A mother of two has won an appeal over a financial institution’s objection to her entering a personal insolvency arrangement to pay off a €220,000 debt on a house she and her husband bought in 2007 for €300,000.
The woman, who has since informally separated from her husband, engaged the services of an unaccredited insolvency agency called Money Bloom which, she said, told her in 2014 that an agreement had been reached with the lending institution to restructure her debt.
This turned out not to be the case and the founder of Money Bloom was later convicted of fraud in relation to a separate matter, the High Court heard.
The woman found out that Pepper Finance bought her loan from AIB/EBS. Pepper ultimately passed resolution of her debt back to AIB/EBS, which brought proceedings seeking repossession of her home.
Ms Justice Marie Baker said the engagement of that firm unfortunately cost the woman more money in trying to deal with her arrears. It also involved a loss of time and effort in her attempts to rationally resolve her debt.
The judge overturned a Circuit Court order from November last refusing to allow the woman enter a personal insolvency arrangement (PIA).

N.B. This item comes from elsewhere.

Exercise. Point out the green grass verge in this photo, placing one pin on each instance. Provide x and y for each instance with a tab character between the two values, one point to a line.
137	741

Such arrangements were introduced under new laws between 2012 and 2015 to help debtors avoid having to file for bankruptcy.

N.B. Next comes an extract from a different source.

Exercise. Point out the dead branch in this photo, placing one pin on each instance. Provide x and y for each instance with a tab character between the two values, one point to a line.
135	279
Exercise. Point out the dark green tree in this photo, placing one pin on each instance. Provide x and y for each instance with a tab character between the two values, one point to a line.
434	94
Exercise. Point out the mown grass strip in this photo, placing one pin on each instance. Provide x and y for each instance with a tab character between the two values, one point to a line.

Ms Justice Baker said that, after the woman realised no restructuring arrangement had been made by Money Bloom, she resumed monthly payments of €700 on her mortgage, less than she was supposed to pay, but relatively substantial in the context of her earnings. She also made an application for a maintenance order against her husband in relation to their children, of €120 per fortnight.
Under the proposed PIA, the existing secured debt of €322,000 would be written off to €220,000. It would be split into two parts — a live mortgage balance of €140,000 and a “warehoused” loan of €80,000. Warehousing involves that part of the debt being addressed only if circumstances improve or it could be paid off at the end of the term by a person trading down or using, for example, pension funds to pay it off.

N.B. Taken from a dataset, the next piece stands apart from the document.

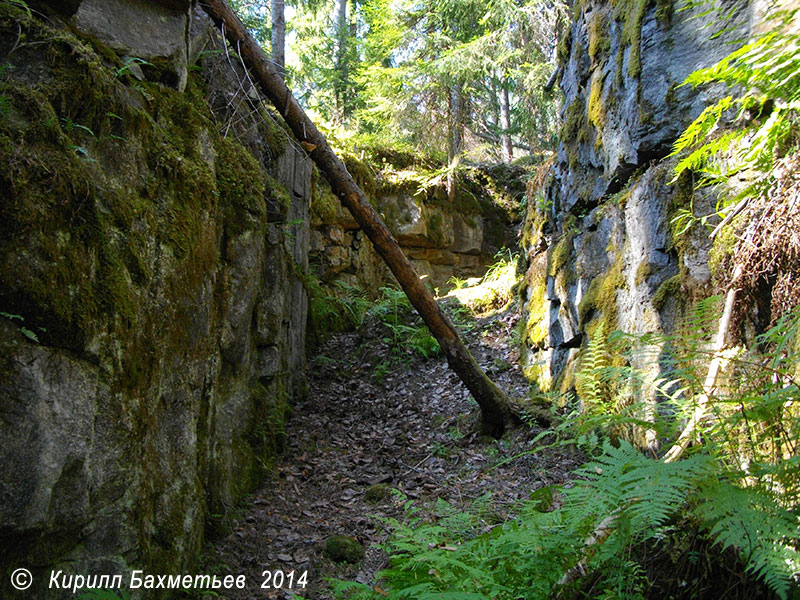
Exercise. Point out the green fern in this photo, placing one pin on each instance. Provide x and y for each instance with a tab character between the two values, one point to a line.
765	114
751	521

The term of the main mortgage was also to be extended to 27 years at variable interest rates under the PIA. Her monthly payments would be €684, which would increase after six years to €1,104 when the warehoused amount would be brought into account.
The woman argued the PIA would allow her retain her family home and give a better return for creditors than would be achieved through bankruptcy.
AIB/EBS argued there were insufficient grounds to show she could meet the terms of the PIA.
Overturning the Circuit Court’s refusal to allow her enter a PIA, Ms Justice Baker said the sale of the house at current value could achieve €160,000, which would mean AIB/EBS would get 50 cent in the euro if she was bankrupted. Under a PIA, it would be 68 cent.